Place the chip on the main body of your contraption facing “forward”, link the motor entity to an entity marker, and give it an input. It should rotate.

You have 4 variables you can tweak - Fam for the force amount multiplier, and the PID loop. If you just want it to output relative angle differences so you can do your own force setup, you can set Fam to 0, and read the outputs Pot (0-360 relative to the chip’s “up” direction) and Offset (-180 to 180 relative to the chip’s “up” direction) to do whatever stuff you need it to do.

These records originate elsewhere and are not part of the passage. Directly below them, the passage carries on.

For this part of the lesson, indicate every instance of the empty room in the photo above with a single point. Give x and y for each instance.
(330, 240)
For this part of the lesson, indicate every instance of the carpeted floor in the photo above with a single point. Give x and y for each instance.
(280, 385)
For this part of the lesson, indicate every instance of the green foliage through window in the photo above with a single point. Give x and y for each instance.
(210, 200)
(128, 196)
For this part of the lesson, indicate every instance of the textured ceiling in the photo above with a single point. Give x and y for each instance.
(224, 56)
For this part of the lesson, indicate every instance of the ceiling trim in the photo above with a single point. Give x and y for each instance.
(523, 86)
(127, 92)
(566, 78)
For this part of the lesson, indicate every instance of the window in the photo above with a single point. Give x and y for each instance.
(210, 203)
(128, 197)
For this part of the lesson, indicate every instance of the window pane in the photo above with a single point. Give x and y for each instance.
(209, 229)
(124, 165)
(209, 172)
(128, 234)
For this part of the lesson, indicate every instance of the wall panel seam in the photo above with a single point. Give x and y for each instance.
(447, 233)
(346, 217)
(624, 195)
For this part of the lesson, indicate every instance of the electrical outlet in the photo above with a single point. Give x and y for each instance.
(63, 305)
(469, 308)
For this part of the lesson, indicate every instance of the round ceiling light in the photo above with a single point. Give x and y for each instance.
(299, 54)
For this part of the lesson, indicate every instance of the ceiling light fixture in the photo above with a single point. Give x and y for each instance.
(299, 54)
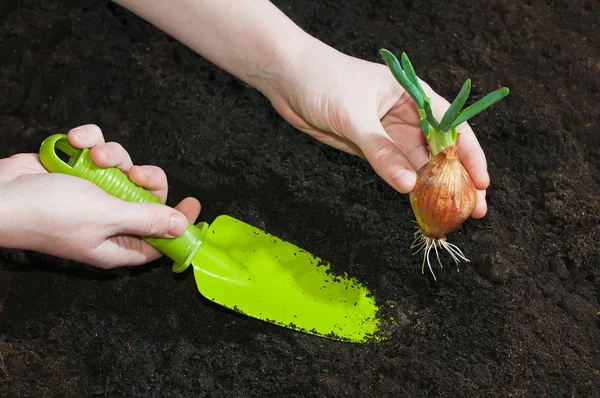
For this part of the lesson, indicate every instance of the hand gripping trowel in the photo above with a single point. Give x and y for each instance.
(244, 268)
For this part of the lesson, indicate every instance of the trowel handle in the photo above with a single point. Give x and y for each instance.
(116, 183)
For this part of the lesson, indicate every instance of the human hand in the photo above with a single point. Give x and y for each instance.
(72, 218)
(358, 106)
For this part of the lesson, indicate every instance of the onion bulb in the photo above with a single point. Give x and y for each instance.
(444, 195)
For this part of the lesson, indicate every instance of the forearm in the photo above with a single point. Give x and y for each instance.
(251, 39)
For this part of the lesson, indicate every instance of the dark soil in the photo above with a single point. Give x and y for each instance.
(522, 319)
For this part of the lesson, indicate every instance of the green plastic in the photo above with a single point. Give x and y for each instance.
(244, 268)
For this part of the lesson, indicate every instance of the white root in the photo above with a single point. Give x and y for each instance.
(425, 243)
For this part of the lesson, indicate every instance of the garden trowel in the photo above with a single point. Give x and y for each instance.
(242, 267)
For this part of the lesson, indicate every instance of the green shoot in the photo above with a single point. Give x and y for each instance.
(480, 105)
(456, 106)
(439, 135)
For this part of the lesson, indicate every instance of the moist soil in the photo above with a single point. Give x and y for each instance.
(521, 319)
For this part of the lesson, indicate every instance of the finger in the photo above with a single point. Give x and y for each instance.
(386, 158)
(472, 157)
(190, 207)
(85, 136)
(111, 154)
(122, 250)
(152, 178)
(480, 206)
(148, 220)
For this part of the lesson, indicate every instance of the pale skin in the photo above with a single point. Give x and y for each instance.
(348, 103)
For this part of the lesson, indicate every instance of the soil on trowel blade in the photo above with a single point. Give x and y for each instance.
(521, 319)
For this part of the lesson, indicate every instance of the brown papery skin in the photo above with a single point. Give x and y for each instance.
(444, 195)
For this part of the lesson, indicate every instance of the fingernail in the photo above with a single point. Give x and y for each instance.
(78, 131)
(178, 225)
(404, 180)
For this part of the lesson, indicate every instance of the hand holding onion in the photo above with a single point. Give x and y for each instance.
(444, 194)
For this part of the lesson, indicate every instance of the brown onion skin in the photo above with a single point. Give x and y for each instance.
(444, 195)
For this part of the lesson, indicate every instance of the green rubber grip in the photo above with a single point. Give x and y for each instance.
(116, 183)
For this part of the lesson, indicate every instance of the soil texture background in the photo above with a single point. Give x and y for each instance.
(521, 319)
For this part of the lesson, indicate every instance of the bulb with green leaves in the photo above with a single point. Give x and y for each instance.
(444, 195)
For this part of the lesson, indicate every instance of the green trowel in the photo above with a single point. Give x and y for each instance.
(244, 268)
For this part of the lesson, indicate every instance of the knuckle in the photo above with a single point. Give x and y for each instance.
(385, 152)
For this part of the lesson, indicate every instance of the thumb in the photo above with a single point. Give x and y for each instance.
(150, 219)
(386, 158)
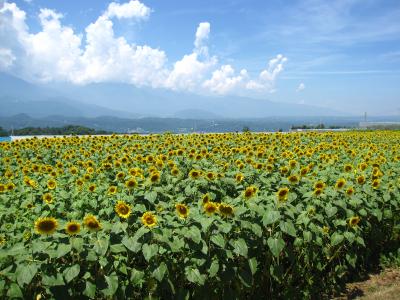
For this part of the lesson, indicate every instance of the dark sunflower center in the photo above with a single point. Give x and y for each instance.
(73, 227)
(93, 224)
(282, 193)
(123, 209)
(47, 226)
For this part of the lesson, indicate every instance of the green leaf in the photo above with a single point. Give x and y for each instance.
(53, 280)
(149, 251)
(194, 234)
(253, 265)
(240, 247)
(112, 282)
(71, 272)
(349, 236)
(336, 239)
(214, 267)
(360, 241)
(25, 274)
(137, 277)
(131, 243)
(271, 217)
(276, 245)
(288, 228)
(307, 235)
(330, 210)
(140, 232)
(63, 249)
(90, 290)
(194, 276)
(117, 248)
(14, 291)
(151, 196)
(40, 246)
(77, 243)
(101, 246)
(218, 240)
(206, 222)
(160, 272)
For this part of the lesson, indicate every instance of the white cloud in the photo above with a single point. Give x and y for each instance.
(58, 53)
(189, 72)
(132, 9)
(224, 81)
(301, 87)
(6, 58)
(202, 34)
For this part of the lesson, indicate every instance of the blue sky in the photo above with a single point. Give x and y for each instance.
(339, 54)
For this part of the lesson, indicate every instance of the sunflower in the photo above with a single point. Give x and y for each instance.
(174, 171)
(154, 177)
(239, 177)
(376, 183)
(348, 168)
(284, 170)
(292, 163)
(92, 223)
(361, 179)
(318, 192)
(112, 190)
(73, 228)
(304, 171)
(283, 194)
(325, 230)
(51, 184)
(10, 186)
(182, 210)
(195, 174)
(92, 188)
(225, 210)
(149, 220)
(46, 225)
(123, 209)
(340, 183)
(206, 198)
(350, 191)
(353, 221)
(250, 192)
(210, 207)
(210, 175)
(131, 183)
(48, 198)
(293, 179)
(120, 175)
(319, 185)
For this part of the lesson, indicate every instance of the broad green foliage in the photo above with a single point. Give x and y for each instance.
(213, 216)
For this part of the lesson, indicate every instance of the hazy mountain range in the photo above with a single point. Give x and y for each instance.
(127, 101)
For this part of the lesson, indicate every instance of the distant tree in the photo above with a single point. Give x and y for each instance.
(66, 130)
(3, 132)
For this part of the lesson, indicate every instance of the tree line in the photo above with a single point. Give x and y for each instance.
(66, 130)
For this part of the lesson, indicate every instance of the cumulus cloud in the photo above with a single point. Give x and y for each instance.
(58, 53)
(6, 58)
(224, 81)
(301, 87)
(132, 9)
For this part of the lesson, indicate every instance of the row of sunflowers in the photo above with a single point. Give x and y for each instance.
(205, 216)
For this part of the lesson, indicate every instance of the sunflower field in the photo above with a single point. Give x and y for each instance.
(199, 216)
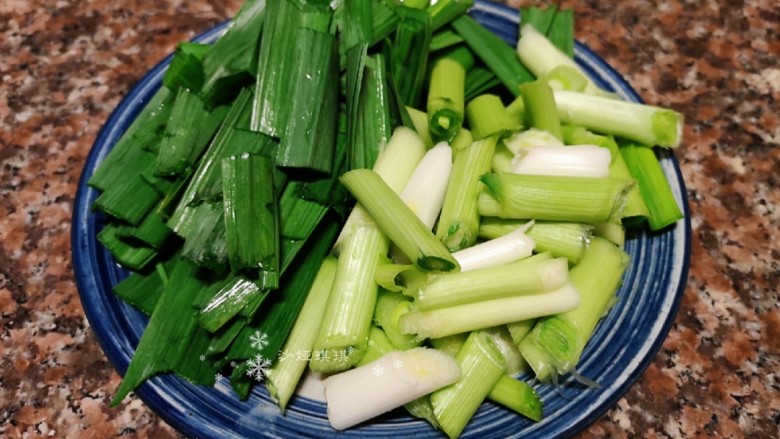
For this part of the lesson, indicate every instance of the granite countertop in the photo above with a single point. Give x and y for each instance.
(65, 65)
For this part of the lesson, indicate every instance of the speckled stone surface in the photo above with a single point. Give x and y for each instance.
(64, 65)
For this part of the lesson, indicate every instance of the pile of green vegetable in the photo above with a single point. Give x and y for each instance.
(349, 179)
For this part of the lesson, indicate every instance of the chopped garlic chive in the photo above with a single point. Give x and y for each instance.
(639, 122)
(459, 221)
(398, 221)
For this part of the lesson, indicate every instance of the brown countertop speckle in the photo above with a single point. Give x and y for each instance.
(65, 66)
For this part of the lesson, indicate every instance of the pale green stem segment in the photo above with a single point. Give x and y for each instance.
(481, 365)
(555, 344)
(390, 306)
(420, 121)
(553, 198)
(639, 122)
(462, 140)
(508, 280)
(635, 210)
(398, 221)
(446, 99)
(283, 377)
(540, 110)
(459, 221)
(518, 396)
(545, 60)
(487, 116)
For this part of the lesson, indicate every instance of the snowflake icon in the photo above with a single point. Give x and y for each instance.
(258, 367)
(258, 340)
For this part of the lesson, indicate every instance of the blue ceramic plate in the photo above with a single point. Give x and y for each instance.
(622, 347)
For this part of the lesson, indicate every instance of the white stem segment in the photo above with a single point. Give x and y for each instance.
(424, 192)
(511, 247)
(480, 315)
(571, 161)
(395, 379)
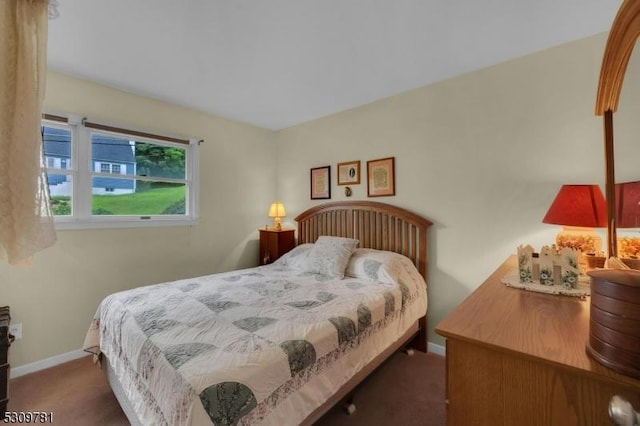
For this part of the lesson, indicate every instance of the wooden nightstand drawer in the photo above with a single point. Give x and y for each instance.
(274, 244)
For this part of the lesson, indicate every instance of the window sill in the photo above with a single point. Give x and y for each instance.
(136, 222)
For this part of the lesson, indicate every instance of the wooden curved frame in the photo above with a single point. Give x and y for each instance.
(377, 225)
(622, 38)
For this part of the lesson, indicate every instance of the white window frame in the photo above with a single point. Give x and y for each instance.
(80, 170)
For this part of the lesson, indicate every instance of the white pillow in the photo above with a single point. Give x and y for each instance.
(297, 258)
(378, 265)
(330, 256)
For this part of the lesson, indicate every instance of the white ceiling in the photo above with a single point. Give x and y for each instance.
(277, 63)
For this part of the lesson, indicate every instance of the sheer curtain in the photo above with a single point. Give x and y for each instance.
(26, 221)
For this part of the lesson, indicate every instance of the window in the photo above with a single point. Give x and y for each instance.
(102, 176)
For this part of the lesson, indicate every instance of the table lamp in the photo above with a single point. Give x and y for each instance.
(578, 208)
(276, 211)
(628, 216)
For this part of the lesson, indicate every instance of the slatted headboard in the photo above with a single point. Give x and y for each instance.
(377, 225)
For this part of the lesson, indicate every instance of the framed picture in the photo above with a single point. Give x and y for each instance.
(381, 179)
(321, 183)
(349, 173)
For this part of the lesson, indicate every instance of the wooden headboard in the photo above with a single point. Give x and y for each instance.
(377, 225)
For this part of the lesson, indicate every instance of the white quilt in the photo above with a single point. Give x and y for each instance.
(232, 348)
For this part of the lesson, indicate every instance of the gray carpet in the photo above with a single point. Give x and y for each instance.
(406, 390)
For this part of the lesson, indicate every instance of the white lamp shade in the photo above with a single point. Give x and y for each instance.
(277, 210)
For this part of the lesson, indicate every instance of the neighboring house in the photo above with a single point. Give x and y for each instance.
(110, 155)
(115, 156)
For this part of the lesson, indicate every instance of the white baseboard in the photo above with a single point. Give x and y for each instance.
(46, 363)
(70, 356)
(436, 349)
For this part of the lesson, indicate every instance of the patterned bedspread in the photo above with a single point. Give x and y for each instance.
(235, 345)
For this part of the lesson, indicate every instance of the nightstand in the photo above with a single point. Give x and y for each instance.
(274, 244)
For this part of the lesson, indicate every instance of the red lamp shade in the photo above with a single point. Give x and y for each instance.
(628, 205)
(578, 205)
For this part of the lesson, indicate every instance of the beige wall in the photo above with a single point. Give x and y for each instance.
(56, 298)
(481, 155)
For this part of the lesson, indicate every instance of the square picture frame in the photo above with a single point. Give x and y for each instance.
(381, 179)
(349, 173)
(320, 183)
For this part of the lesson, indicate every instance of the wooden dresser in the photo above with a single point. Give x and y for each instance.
(516, 357)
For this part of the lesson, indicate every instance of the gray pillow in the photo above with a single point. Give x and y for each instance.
(330, 256)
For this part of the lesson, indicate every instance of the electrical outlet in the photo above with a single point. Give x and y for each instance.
(16, 330)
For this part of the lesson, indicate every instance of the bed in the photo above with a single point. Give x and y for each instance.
(275, 344)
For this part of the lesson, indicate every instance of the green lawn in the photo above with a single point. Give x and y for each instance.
(156, 201)
(148, 202)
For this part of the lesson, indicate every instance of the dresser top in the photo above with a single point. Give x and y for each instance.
(548, 328)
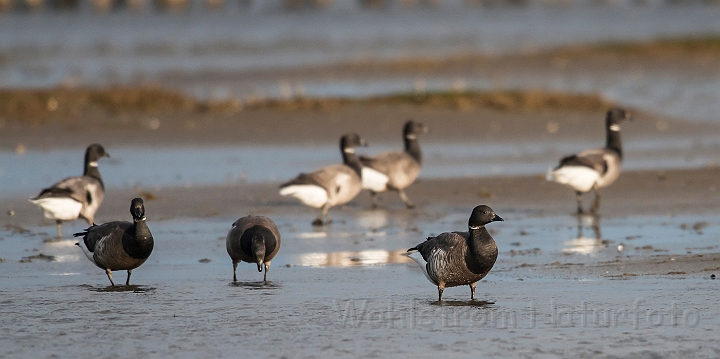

Ha, just kidding, the applyTorque setup for this flips rotation if you yaw it beyond -180 to 180. The Pot, Damp, and Offint values are fine, it’s just applytorque fucking up.

``````

@name Latch/Motor
@inputs [Motor]:entity Target Active
@outputs Pot Offset FAMT Debug:vector
@persist [DMF DMU Motf Motu]:vector
@persist Af Au Offset Offint Damp TVar
#tweaks
@persist Fam P I D
@trigger

interval(10)

if(first() | dupefinished())
{
#Motor forward/Motor Up
DMF = Motor:toLocal(Motor:pos() + entity():forward() * 200)
DMU = Motor:toLocal(Motor:pos() + entity():up() * 200)
Fam = 1 # Force amount

P = 1 # Proportional Amount
I = 0 # Integral Amount
D = 5 # Derivative Amount
}

Motf = (Motor:toWorld(DMF) - Motor:pos()):normalized()
Motu = (Motor:toWorld(DMU) - Motor:pos()):normalized()

Af = acos(clamp(Motf:dot(entity():up()), -1, 1))
Au = acos(clamp(Motu:dot(entity():up()), -1, 1))

Pot = Au * (Af >= 90) + (360 - Au) * (Af < 90)

Offset = angnorm((Target % 360) - Pot)

if(!(Motor:isFrozen()) & Active)
{
Offint += Offset * 0.01
}
else
{
Offint = 0
}

Damp = angnorm(\$Pot * -1)

Motor:applyOffsetForce(Active * (P * Offset + I * Offint + D * Damp) * -Fam * entity():up() * Motor:mass(), Motor:massCenter() + entity():forward() * 100)
Motor:applyOffsetForce(Active * (P * Offset + I * Offint + D * Damp) * Fam * entity():up() * Motor:mass(), Motor:massCenter() - entity():forward() * 100)

Debug = Motf

FAMT = P * Offset + I * Offint + D * Damp

Debug = vec(Offset, Offint, Damp)

``````

This’ll work as intended with respect to the actual rotational motion.